Chère amie, jouirons-nous de votre présence ce soir ?
Cette phrase-ci ne pose aucun problème à mon avis.
Pour les autres, en réalité, il peut y avoir mauvaise interprétation. C’est dommage parce que cette restriction du sens au simple aspect charnel est un appauvrissement pur et simple. D’autant plus que ce sens est réservé à l’emploi absolu du verbe (sans compléments).
Alors, pourquoi la première phrase passe-t-elle mieux ? Sans doute parce que le niveau de langue est tout de suite reconnu*, ce qui n’est pas le cas pour les autres phrases.

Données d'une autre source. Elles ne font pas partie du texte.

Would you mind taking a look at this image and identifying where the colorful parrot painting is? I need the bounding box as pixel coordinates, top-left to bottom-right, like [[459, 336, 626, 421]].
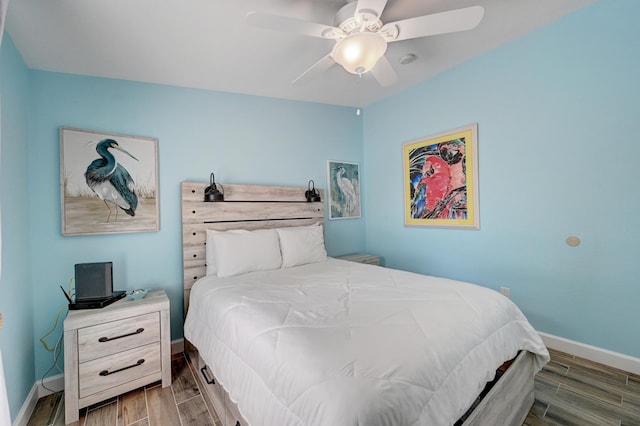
[[410, 138, 467, 219]]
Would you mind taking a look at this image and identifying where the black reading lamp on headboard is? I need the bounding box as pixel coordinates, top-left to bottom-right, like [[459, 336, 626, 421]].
[[204, 173, 224, 202], [304, 180, 321, 203]]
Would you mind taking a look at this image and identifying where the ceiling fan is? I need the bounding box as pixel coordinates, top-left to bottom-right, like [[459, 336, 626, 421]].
[[247, 0, 484, 86]]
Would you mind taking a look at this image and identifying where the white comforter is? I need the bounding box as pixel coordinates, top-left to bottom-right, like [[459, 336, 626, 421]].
[[184, 259, 549, 426]]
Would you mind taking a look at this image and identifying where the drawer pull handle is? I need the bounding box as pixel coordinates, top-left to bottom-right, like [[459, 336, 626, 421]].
[[100, 358, 144, 376], [200, 365, 216, 385], [98, 327, 144, 343]]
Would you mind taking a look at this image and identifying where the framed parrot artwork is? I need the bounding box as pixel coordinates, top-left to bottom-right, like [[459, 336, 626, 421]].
[[402, 124, 480, 229]]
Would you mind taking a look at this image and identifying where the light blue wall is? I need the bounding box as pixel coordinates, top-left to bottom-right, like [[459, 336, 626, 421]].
[[0, 34, 35, 419], [29, 71, 364, 375], [364, 0, 640, 357]]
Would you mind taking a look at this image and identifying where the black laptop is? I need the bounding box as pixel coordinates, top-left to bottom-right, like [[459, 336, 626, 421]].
[[63, 262, 127, 309]]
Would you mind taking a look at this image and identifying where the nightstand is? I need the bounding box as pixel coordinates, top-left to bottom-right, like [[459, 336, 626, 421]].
[[64, 290, 171, 424], [336, 253, 380, 266]]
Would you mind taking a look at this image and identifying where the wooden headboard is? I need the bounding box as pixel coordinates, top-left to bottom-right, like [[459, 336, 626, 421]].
[[181, 182, 324, 315]]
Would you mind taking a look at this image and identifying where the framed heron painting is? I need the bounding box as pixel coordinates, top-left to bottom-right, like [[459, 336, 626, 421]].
[[402, 124, 480, 229], [327, 160, 361, 219], [60, 127, 160, 235]]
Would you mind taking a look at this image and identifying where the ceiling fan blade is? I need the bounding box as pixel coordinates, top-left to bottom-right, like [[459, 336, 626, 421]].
[[356, 0, 387, 18], [247, 12, 342, 39], [382, 6, 484, 41], [370, 56, 398, 87], [291, 54, 336, 85]]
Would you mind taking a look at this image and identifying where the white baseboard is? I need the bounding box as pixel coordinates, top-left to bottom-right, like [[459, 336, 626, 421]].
[[13, 339, 184, 426], [171, 339, 184, 355], [538, 332, 640, 374], [13, 383, 38, 426]]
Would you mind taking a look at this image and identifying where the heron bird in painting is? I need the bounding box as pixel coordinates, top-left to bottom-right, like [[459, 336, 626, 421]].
[[84, 139, 138, 222], [336, 166, 359, 215]]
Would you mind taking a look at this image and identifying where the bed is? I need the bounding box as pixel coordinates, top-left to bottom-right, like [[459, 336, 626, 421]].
[[182, 182, 548, 425]]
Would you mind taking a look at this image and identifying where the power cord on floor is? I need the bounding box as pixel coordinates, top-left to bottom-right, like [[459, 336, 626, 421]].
[[40, 277, 73, 393]]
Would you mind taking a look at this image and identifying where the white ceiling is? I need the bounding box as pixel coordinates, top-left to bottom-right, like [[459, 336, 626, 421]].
[[6, 0, 596, 107]]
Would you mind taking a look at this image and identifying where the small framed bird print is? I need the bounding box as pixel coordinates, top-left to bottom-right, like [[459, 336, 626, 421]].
[[327, 160, 362, 219], [60, 127, 160, 236], [402, 124, 480, 229]]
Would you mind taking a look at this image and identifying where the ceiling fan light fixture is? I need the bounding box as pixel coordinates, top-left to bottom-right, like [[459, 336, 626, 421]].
[[331, 32, 387, 75]]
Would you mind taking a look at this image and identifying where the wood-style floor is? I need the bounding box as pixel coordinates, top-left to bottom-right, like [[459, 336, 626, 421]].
[[29, 350, 640, 426]]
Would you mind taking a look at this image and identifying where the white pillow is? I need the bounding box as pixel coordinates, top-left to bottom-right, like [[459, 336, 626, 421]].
[[276, 224, 327, 268], [205, 229, 249, 275], [213, 229, 282, 278]]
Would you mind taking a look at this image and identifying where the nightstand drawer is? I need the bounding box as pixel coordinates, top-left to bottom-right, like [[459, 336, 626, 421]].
[[78, 312, 160, 362], [79, 343, 161, 398]]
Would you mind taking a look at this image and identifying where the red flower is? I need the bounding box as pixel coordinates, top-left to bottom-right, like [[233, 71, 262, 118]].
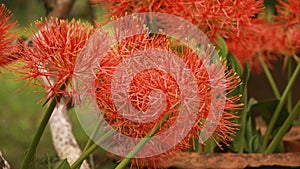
[[0, 4, 17, 66], [17, 18, 94, 98], [277, 0, 300, 25], [96, 34, 240, 168], [91, 0, 263, 41]]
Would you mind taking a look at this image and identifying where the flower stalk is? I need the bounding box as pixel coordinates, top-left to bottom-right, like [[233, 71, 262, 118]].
[[21, 84, 66, 169]]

Le verbe « jouir » est actuellement de niveau soutenu lorsqu’il n’est pas juridique ni pris dans une expression : jouir de toutes ses facultés – jouir de son bien – etc.

« Se réjouir » ne rencontre pas le même problème.

Tara Grand maître Répondu le 1 septembre 2021

Je rejoins Tara !
Pour le coup je vous déconseille fortement de dire celle-là lors d’un repas « Ah, ce vin est un véritable délice… j’en jouis à chaque gorgée ! » Surtout en présence de la famille.  On risque de vous accorder quelques regards intrigués voire  médusés, et probablement à juste titre ah ah.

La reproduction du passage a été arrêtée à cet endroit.